Our denial of mandamus in a particular case in no way prejudices the petitioner’s right to a full review on the issue on direct appeal. Here, if King is dissatisfied with the outcome of the trial, his claim of judicial bias will be subject to plenary review on direct appeal. Liljeberg v. Health Services Acquisition Corp., 486 U.S. 847, 858, 108 S.Ct. 2194, 2201, 100 L.Ed.2d 855 (1988). If we conclude at that time that Judge Davies had a statutory obligation to recuse himself, we will be required to overturn the jury verdict. Id. At this stage of the proceedings, however, we must leave the resolution of the recu-sal issue to Judge Davies. He has the authority to reconsider his decision if he is in doubt as to the proper result. I am confident that, whatever determination he makes, he will decide the question solely on the basis of his perception of the law.

. See Gladstein v. McLaughlin, 230 F.2d 762 (9th Cir.1955). See also, Matter of Mason, 916 F.2d 384, 385 (7th Cir.1990); In re Allied-Signal, 891 F.2d 967, 969 (1st Cir.1989).

. The petition requests that we order Judge Davies to recuse himself. As our order indicates, a district judge has a statutory obligation to do so sua sponte in the circumstances described in 28 U.S.C. § 455(a). In addition, a party to an action may move for recusal in the district court pursuant to 28 U.S.C. § 144. Under that provision, the recusal motion is heard by a different judge. Here, King’s motion was heard and denied by District Judge Wm. Matthew Byrne. If Judge Davies is obligated by law to recuse himself, both his failure to do so and Judge Byrne’s ruling were erroneous. For clarity, in the text I discuss the matter solely in terms of Judge Davies’ refusal, although the issues with respect to Judge Byrne's order are identical.

. Other circuits agree (see United States v. Chandler, 996 F.2d 1073, 1103 (11th Cir.1993); United States v. MMR Corp., 954 F.2d 1040, 1045 (5th Cir.1992); United States v. Page, 828 F.2d 1476, 1481 (10th Cir.1987); United States v. Rosenberg, 806 F.2d 1169, 1174 (3d Cir.1986); Davis v. CIR, 734 F.2d 1302, 1303 (8th Cir.1984); Hamm v. Members of Bd. of Regents of State of Florida, 708 F.2d 647, 651 (11th Cir.1983)), and the Supreme Court recently granted certiorari in an Eleventh Circuit case to consider this issue. See United States v. Liteky, 973 F.2d 910 (11th Cir.1992), cert. granted, - U.S. -, 113 S.Ct. 2412, 124 L.Ed.2d 636 (1993).
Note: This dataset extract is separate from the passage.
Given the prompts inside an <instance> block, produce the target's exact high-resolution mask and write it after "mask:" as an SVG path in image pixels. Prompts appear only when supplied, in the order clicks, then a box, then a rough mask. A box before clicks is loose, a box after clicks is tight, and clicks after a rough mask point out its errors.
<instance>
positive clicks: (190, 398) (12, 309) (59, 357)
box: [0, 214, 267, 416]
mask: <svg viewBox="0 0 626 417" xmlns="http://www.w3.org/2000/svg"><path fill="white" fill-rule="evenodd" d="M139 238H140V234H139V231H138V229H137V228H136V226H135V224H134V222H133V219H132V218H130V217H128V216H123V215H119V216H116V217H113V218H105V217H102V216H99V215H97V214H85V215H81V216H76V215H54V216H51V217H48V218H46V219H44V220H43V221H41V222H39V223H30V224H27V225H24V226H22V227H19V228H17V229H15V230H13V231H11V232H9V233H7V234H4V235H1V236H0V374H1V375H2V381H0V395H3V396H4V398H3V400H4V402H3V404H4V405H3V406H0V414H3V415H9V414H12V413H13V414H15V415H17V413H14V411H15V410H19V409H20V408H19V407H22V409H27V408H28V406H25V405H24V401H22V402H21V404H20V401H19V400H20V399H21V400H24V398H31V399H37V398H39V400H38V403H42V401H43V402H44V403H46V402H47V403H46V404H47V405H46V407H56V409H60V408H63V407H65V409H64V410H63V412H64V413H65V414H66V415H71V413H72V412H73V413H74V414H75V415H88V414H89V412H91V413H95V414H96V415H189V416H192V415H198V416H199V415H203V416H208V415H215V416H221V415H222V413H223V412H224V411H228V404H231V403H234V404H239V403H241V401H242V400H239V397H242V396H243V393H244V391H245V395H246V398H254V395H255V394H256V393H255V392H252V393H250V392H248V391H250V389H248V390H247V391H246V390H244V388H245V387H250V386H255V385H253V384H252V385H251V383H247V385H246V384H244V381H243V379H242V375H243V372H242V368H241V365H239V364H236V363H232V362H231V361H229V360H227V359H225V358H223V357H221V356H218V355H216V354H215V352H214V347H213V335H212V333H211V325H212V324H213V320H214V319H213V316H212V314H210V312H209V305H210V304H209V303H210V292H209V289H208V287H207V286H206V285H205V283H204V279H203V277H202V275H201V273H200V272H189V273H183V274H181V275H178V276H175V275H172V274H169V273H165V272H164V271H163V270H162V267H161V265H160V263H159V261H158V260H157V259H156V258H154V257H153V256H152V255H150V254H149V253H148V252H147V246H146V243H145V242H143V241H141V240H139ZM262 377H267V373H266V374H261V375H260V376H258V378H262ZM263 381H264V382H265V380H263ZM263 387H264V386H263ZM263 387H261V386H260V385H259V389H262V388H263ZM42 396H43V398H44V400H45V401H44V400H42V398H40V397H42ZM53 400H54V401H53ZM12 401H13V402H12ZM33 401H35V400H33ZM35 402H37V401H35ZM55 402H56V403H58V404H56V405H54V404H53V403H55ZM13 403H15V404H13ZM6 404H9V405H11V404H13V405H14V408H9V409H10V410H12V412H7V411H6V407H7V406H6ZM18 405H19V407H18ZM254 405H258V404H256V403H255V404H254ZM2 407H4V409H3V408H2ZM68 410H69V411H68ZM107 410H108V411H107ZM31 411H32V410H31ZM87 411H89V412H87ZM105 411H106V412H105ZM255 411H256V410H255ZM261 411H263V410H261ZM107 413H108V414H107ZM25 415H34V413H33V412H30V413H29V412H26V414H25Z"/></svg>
. This is not a case in which the same parties litigate the same issue in two different trials. Such a case would raise far different questions. Here, Judge Davies formed his views of the issues in a case in which, as noted earlier, Rodney King was not a party.

. Before issuing a writ of mandamus we obtain a response to the petition. Here, because we are denying the writ my colleagues properly decided not to do so. As a result, the defendants have not had an opportunity to dispute the factual assertions made by King. However, in the main, the assertions are simply objective representations of rulings or statements made by the trial judge and there is no apparent reason to doubt their accuracy. All assertions'but the first refer to occurrences during the course of the criminal trial.